I spent some time in jail with a slight young man who looked pained and bewildered by his incarceration.  When the lawyer asked how he was feeling, he said that he was feeling melancholy and extremely fragile.  He was in shock at his situation, and could not seem to grasp that he was considered a criminal.  He was much less able to grasp that the prosecutor was only offering him several years in prison in return for pleading guilty as charged – no reduction.  It seemed so heartless to him.  He felt himself to be a victim of fate.  He was an extremely sensitive person.

As I sight-translated the salient portions of the police report, I could see out of the corner of my eye that the defendant was staring fixedly at me, listening intently, and starting to cry.   It seemed as though he, too, was hearing for the first time about the event, and just as shocked and surprised as any member of the public would be. When I was done, the attorney let a moment go by, and then asked, “Is that what happened?” and the defendant burst into wracking sobs, bowed down his head and said yes.

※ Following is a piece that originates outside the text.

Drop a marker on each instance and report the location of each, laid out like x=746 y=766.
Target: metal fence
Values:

The defendant had a really hard time calming down.  He just kept saying that he cannot believe that this is happening to him.  Why?

He also kept reminding the lawyer that he has a wife and he needs her by his side – they have two children.   His being away from her now was breaking him down.  It was unbearable. He begged for help and asked the lawyer to please help him get out and get back to his life with his wife and kids.  There must be a way!

The lawyer spent the full two hours comforting, explaining, educating, and questioning the defendant, carefully clarifying what his rights were, what choices he had, and what he would likely be facing.  At the end, he asked if this young, frail man had any more questions, and he said no questions, just one fervent request, which he made with sincerity in his voice and tears in his eyes:

“Can you please do your very, very best for me, Counsel, please, because I am NOT a criminal – I only beat my own wife!”

It helps to remind ourselves that denial is the first stage of grief, and hope for better things.